Chapter 1254: Politics(2)
Chapter 1254: Politics(2)
Blackish-grey clouds tore across the sky, heavy with the promise of a violent storm, the kind that frequently battered their islands and served as a stern warning to anyone with a ship not to tempt the tides. A streak of lightning danced through the darkness, and exactly six heartbeats later, the thunder arrived, rattling the teeth in Haldon’s jaw like the distant, rhythmic drums of a coming battle.
Haldon could smell the treachery before he even spotted the boots of the conspirators. And how could he not? The entire affair reeked of Barbut.
A fierce, hot anger flared in his chest at the mere thought of the man. Whenever the soup tasted foul in the Confederation, you could bet your little finger that Barbut’s hand had been stirring the pot.
Haldon’s and Aulasto’s boots rang in a rapid, frantic rhythm against the wet stone of the road. From the main marketplace to the high entrance of the Call was normally a solid twenty minutes of walking; somehow, Kroll’s youngest brother cleared the distance in eight.
The blackish stones that framed the grand, natural amphitheater where the politics of the Confederation took place rose defiantly against the dark, churning water that surged violently against the island’s foundations.
It was a perilous place; there had been several bloody incidents during past storms when the tide rose so high it completely swallowed the only narrow pathway allowing access to the stone stage.
As he lunged forward, Haldon walked past the dark maw of the Hero’s Cave, where the names of the legendary figures of the Confederation’s history were chiseled deep into the living rock. Three hundred years worth of dead reevers were immortalized in that cold dark. The Red Fish’s name was carved prominently in there, the legendary captain who, before Blake, had attempted to bring the land-dwellers crawling beneath their oars. That grand attempt had ended in a catastrophic defeat, and with it, came the loss of Harmway next.
When the ancient Romelians heard of the Red Fish’s crushing defeat at the end of the Habadian host that came to the help of the Ezvanian, and of course with it the burning of half the fleet, they were eager to exact revenge for decades of coastal raids.

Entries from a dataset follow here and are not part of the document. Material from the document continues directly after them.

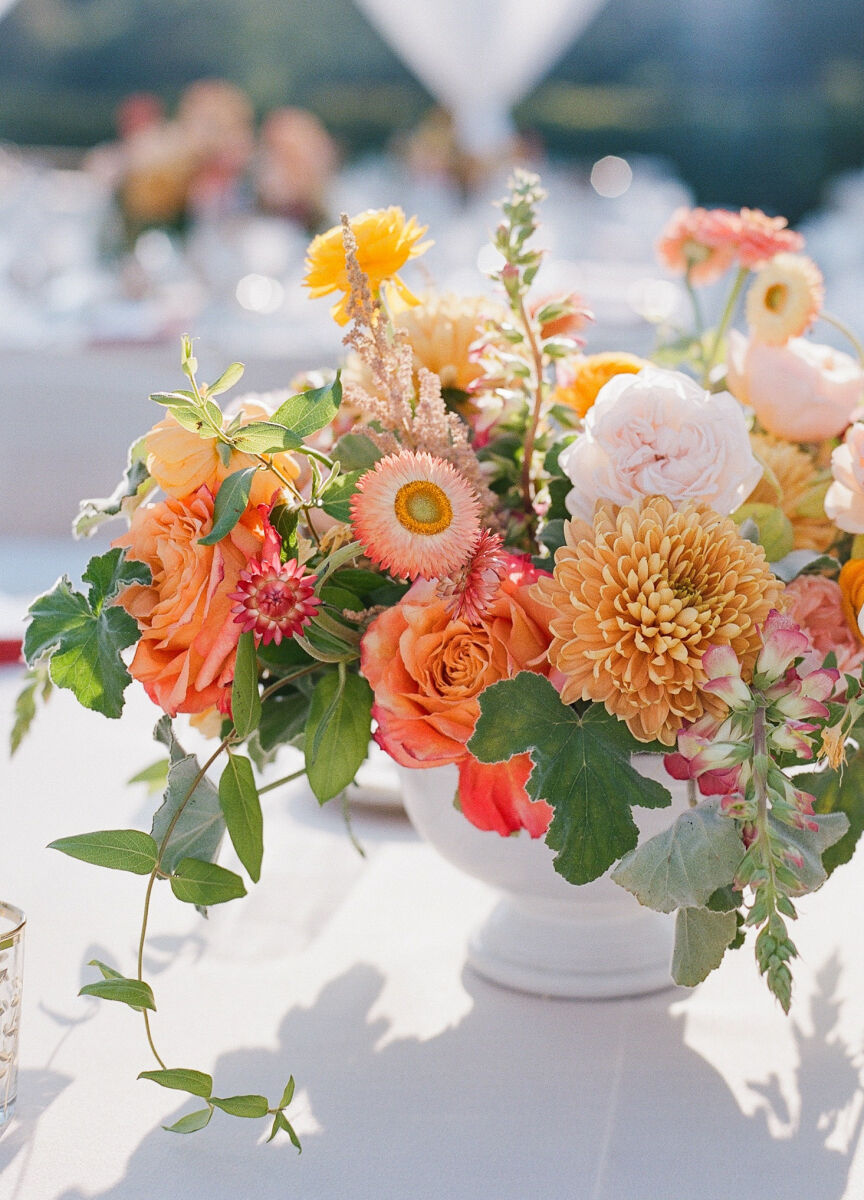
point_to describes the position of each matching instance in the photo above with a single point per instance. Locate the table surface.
(415, 1078)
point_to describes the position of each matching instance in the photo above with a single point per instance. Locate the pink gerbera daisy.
(275, 599)
(415, 515)
(468, 591)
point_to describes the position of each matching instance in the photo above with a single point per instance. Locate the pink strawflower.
(760, 238)
(468, 592)
(415, 515)
(275, 599)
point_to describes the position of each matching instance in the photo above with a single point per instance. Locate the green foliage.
(199, 828)
(311, 411)
(243, 813)
(246, 706)
(121, 850)
(195, 881)
(231, 504)
(581, 768)
(702, 937)
(181, 1079)
(337, 732)
(682, 867)
(83, 636)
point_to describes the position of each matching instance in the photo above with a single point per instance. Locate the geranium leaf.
(83, 636)
(241, 810)
(702, 937)
(682, 867)
(337, 732)
(581, 768)
(311, 411)
(229, 505)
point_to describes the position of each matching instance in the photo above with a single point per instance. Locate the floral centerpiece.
(480, 546)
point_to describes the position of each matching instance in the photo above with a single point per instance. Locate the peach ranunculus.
(801, 391)
(844, 501)
(180, 461)
(659, 433)
(427, 671)
(816, 605)
(185, 658)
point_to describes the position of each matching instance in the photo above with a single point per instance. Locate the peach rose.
(844, 501)
(427, 672)
(180, 461)
(816, 605)
(185, 658)
(801, 391)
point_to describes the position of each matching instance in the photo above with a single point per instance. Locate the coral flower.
(275, 599)
(415, 515)
(385, 243)
(580, 379)
(641, 597)
(784, 299)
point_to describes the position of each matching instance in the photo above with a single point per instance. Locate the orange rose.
(180, 461)
(427, 672)
(185, 658)
(581, 379)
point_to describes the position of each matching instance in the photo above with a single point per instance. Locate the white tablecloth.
(415, 1079)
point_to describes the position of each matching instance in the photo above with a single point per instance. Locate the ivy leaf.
(581, 767)
(337, 732)
(311, 411)
(195, 881)
(181, 1079)
(231, 504)
(682, 867)
(133, 993)
(241, 810)
(701, 940)
(837, 792)
(201, 826)
(243, 1105)
(192, 1122)
(121, 850)
(245, 697)
(83, 636)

They sailed with everything they had to oppose the oil-drinker,the fought well and hard, but the numbers of the Eagle proved too hard to beat with courage. The slaughter at Rock’s Bottom happened and the twenty years of humiliation came next.
That was just thirty-five years ago. A single generation. And now, a second great attempt at empire was being made, this time not of the fertile land of the Southron princes, but in the golden sands of Azania.
.
As he skipped recklessly over the last slick stone hanging below the great gate of the Call, Haldon made his presence known the only way he knew how: with a roar.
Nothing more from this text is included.